Von der Internetseite des Ministeriums verschwunden
Qin Gang war zuletzt wochenlang verschwunden. Seinen letzten öffentlichen Auftritt hatte er vor rund einem Monat, am 25. Juni. Seitdem wurden alle Termine abgesagt, beziehungsweise wurde er von Wang Yi vertreten, seinem Vorgänger und jetzt auch Nachfolger.
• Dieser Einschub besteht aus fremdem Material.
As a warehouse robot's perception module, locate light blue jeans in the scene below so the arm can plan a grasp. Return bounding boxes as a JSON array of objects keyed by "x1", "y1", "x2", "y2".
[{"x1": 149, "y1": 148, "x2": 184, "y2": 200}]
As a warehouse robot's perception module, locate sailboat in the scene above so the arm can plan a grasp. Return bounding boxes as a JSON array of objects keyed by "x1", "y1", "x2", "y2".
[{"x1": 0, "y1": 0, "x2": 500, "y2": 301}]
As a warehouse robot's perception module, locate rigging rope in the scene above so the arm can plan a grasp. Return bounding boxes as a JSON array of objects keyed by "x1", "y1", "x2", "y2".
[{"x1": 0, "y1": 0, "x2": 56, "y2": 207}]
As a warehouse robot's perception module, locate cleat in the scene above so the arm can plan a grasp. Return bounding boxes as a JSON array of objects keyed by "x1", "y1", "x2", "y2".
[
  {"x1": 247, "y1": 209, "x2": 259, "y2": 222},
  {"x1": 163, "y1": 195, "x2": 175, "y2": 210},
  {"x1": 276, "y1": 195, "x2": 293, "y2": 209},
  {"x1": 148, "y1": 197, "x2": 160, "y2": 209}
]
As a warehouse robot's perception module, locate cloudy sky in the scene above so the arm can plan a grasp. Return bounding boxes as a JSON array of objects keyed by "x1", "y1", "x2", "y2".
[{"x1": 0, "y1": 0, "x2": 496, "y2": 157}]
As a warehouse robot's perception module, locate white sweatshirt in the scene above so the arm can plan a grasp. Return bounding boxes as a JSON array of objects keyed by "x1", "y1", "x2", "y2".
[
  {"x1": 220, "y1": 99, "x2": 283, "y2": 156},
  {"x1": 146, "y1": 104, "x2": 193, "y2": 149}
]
Vor zwei Wochen hatte ein Sprecher des Außenministeriums in Peking gesagt, dass Qin Gang aus gesundheitlichen Gründen nicht zum ASEAN-Außenministertreffen nach Jakarta fahren könne. Diese einmalige Aussage wurde aber auf Nachfrage nicht bestätigt. Gegen eine Abberufung aus Gesundheitsgründen spricht auch, dass Qin Gang nicht mehr auf der Internetseite des Außenministeriums zu finden ist. Alle Einträge mit seinem Namen wurden offenbar gelöscht.
Eine Krankheit, eine Affäre, ein Spion?
Unterdessen wird über die möglichen Gründe seines Verschwindens weiter spekuliert, angeheizt durch Chinas intransparentes politisches System, in dem alle Entscheidungen hinter verschlossenen Türen gefällt werden: Neben Krankheit und Tod kursieren seit Längerem auch Gerüchte um eine Affäre und mögliche Spionagevorwürfe.
Qin Gang ist ein erfahrener Karrierediplomat, der fließend Englisch spricht. Bevor er Außenminister wurde, war er Botschafter in den USA. Bekannt auf der einen Seite für seine harten Worte, auch "Wolfskrieger-Diplomatie" genannt. Aber genauso wie für die sanfteren diplomatischen Töne.
Seinen schnellen Aufstieg hat er Xi Jinping zu verdanken, er galt bisher als ein enger Vertrauter des Staats- und Parteichefs.
Qin Gang galt bislang als enger Vertrauter von Chinas Staats- und Parteichef Xi Jinping.
Ein schneller Aufstieg und ein schneller Fall
Ob das politische System durch die Absetzung Qin Gangs Schaden nimmt, sei noch nicht absehbar, sagt China-Expertin Ohlberg: "Wir wissen nicht, wie es sich auf Xi Jinping auswirkt oder auf andere mögliche angenommene Machtkämpfe hinter den Kulissen. Wir haben da extrem wenig Einblick. Wir können lange spekulieren und überlegen. Es könnte dies sein, es könnte das sein. Aber das Hauptproblem ist: Wir wissen es nicht."
Dass Personen des öffentlichen Lebens in China verschwinden, kommt immer wieder vor. Häufig wird ihnen anschließend Korruption vorgeworfen. Auch wenn die Hintergründe der Absetzung Qin Gangs weiterhin unklar sind - klar ist, dass auf seinen schnellen Aufstieg ein schneller Fall folgte. Mit nur rund sieben Monaten im Amt ist er der Außenminister der Volksrepublik mit der kürzesten Amtszeit.